Start der Formel1 Michael Schumacher

Von seinem Sport redet er gern, von seinem Familienleben so gut wie nie. Doch für den stern machte Michael Schumacher eine Ausnahme. Der Weltmeister über die Zukunftspläne seiner Frau, seine bescheidenen Kochkünste - und warum seine Kinder nur zwei Euro Taschengeld bekommen.

Herr Schumacher, am Sonntag geht die Formel-1-Saison los, und Sie als Weltmeister fahren wieder in einem der besten Autos für das beste Team. Wir finden, Sie sollten zu Minardi wechseln, um zu schauen, wie weit Sie es in einem Pannenwagen schaffen.

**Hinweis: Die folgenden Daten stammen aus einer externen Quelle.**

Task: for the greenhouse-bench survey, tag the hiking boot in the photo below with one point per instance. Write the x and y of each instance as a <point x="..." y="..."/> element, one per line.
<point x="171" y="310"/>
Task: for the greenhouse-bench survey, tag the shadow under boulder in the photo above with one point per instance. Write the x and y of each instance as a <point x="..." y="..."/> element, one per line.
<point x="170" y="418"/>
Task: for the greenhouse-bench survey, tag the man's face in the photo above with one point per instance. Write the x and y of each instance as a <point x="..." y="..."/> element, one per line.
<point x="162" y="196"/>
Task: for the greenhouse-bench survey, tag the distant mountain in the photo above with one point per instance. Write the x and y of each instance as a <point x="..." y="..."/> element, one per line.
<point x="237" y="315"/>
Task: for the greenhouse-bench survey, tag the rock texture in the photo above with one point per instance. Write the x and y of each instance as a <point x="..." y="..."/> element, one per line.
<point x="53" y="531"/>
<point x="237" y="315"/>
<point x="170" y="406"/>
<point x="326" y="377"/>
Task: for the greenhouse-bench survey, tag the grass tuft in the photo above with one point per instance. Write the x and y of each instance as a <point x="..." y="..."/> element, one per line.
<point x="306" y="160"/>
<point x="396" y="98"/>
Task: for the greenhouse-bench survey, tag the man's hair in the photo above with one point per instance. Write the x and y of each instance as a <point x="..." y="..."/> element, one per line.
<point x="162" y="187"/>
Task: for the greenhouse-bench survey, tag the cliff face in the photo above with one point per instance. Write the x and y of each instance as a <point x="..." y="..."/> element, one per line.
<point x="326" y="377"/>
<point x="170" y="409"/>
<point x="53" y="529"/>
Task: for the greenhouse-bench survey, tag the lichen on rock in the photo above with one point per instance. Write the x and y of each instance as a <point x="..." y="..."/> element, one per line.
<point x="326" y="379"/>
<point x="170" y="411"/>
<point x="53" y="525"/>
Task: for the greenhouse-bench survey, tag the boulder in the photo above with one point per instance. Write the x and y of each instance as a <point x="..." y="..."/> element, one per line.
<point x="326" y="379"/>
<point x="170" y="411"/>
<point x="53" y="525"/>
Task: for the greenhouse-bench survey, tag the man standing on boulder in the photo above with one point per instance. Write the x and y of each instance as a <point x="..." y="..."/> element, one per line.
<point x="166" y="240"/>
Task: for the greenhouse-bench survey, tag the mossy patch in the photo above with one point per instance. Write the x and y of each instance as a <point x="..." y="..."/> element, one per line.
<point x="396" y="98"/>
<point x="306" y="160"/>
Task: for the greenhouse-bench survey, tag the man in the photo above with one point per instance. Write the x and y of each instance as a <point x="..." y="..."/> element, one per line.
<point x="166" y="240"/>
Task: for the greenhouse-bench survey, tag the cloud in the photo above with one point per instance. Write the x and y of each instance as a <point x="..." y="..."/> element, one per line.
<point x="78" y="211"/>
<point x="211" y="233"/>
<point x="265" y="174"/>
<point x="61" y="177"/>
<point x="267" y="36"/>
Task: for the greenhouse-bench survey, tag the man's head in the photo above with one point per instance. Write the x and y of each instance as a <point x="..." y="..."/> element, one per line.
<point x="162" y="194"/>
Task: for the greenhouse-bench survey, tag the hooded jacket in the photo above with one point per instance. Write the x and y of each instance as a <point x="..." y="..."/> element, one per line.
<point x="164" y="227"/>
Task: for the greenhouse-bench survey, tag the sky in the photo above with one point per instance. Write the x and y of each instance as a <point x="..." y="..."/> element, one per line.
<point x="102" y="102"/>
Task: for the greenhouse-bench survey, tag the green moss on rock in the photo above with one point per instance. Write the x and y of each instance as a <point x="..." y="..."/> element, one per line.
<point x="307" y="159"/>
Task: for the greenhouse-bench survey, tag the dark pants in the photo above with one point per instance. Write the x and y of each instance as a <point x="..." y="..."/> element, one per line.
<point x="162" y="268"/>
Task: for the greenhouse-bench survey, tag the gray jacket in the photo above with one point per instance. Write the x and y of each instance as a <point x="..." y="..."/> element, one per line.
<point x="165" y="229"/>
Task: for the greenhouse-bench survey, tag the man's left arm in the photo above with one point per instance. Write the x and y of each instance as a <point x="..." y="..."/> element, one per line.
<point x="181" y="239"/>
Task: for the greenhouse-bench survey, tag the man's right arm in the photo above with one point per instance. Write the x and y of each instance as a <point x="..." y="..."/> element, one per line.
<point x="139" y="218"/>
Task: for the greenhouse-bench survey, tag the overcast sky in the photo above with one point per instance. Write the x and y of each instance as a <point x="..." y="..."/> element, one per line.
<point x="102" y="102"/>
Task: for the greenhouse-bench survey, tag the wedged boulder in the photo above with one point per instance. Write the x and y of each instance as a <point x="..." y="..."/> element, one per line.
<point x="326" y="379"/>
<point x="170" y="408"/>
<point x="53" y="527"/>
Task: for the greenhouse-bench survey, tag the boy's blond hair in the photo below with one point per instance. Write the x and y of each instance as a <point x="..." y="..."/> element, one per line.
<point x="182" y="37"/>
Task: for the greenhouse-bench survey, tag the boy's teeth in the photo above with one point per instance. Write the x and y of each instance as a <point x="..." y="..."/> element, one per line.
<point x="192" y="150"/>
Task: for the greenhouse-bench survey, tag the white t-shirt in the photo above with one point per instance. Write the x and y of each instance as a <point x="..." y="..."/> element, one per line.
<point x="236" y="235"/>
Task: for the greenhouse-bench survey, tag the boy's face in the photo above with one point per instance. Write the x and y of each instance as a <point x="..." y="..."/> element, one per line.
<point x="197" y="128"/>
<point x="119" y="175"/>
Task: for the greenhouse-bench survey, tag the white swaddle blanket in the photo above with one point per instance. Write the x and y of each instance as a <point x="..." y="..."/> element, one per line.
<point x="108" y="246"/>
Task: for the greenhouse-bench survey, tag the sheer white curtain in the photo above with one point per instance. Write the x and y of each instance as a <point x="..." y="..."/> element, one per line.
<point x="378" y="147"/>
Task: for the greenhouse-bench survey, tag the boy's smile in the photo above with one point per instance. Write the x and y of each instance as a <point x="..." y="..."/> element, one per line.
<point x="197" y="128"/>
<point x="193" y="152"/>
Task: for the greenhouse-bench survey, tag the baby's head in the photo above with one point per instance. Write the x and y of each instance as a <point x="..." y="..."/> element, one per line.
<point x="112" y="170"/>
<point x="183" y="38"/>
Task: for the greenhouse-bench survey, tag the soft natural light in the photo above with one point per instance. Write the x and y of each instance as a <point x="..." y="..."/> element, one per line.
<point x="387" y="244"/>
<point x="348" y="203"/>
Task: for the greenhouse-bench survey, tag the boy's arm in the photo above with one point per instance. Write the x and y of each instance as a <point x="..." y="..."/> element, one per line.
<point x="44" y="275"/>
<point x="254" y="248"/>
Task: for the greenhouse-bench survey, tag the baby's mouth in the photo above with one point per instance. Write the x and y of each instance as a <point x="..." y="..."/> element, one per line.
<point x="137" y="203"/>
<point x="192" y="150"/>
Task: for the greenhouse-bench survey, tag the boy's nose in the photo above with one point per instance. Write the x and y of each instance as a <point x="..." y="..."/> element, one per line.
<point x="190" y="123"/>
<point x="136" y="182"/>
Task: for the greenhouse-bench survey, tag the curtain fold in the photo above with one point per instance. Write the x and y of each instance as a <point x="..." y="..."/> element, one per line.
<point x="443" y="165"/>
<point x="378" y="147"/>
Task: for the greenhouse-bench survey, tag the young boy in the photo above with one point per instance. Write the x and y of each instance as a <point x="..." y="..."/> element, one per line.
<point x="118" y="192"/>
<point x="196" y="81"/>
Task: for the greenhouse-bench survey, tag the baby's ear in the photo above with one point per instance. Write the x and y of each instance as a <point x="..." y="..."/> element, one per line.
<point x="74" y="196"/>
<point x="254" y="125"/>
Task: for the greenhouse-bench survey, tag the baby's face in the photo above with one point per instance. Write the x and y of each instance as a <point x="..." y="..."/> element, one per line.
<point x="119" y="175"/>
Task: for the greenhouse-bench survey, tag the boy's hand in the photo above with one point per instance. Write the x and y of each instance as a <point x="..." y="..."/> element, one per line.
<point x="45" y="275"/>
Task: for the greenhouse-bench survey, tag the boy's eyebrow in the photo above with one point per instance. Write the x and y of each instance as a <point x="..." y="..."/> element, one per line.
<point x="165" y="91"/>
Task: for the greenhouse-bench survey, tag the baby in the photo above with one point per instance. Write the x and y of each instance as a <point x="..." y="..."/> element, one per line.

Da muss ich Sie enttäuschen, das reizt mich nicht mehr. Für mich ist nicht das Schöne, als einzelner Fahrer das Bestmögliche zu erreichen, sondern im Team. Das war am Anfang bei Ferrari eine große Herausforderung - jetzt ist alles eingespielt, und das will ich nun auch genießen. Außerdem hätte ich im Minardi genauso wenig Chancen wie die Jungs, die da drin sitzen. Ich würde höchstens ein bisschen besser aussehen.

Ach, warum immer so bescheiden?

Das ist Realismus. Und der ist sehr wichtig. Man muss sich selbst vor dem Hype schützen, vor Worten wie "unbesiegbar". Wenn ich mich nur noch selbst feiern würde, dann wäre ich nicht mehr selbstkritisch und auch nicht mehr erfolgreich. Und Erfolg macht mehr Spaß.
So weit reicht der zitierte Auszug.